Extensions

Extensions allow you to add custom functionality to your graph.

Extensions are classes that inherit from hiku.extensions.Extension.

Each extension has a set of methods that are called at different stages of graph processing.

Here are all the methods that can be implemented:

  • on_init() - when schema is created

  • on_operation() - when query is executed by the schema

  • on_parse() - when query string is parsed into ast and the into query Node

  • on_validate() - when query is validated

  • on_execute() - when query is executed by engine

Custom extension

To write your own extension you need to inherit from hiku.extensions.Extension and implement methods that you need.

Note

You can pass either instance or a class of the Extension to the schema’s extensions argument.

At runtime, if extension is a class, it will be instantiated by hiku.

Here is an example of custom extension that measures query execution time:

from typing import Iterator

from hiku.extensions.base_extension import Extension
from hiku.context import ExecutionContext

class TimeItExtension(Extension):
    def on_execute(self, execution_context: ExecutionContext) -> Iterator[None]:
        start = time.perf_counter()
        yield
        print('Query execution took {:.3f} seconds'.format(time.perf_counter() - start))

schema = Schema(graph, extensions=[TimeItExtension()])

In this example we use hiku.extensions.Extension as a base class, and implement on_execute() method.

This method is called when query is executed by the engine. So we measure the time before and after the execution and print the result.

Built-in extensions

QueryParseCache

Hiku uses graphql-core library to parse queries. But parsing same query again and again is a waste of resources and time.

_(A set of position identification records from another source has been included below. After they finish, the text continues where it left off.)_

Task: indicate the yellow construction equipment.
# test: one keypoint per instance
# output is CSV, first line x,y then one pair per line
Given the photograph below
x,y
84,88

Hiku provides a way to cache parsed queries. To enable it, you need to use QueryParseCache extensions.

schema = Schema(
    graph,
    extensions=[QueryParserCache(maxsize=50)],
)

Note than for cache to be effective, you need to separate query and variables, otherwise cache will be useless.

Query with inlined variables is bad for caching.

query User {
    user(id: 1) {
        name
        photo(size: 50)
    }
}

Query with separated variables is good for caching.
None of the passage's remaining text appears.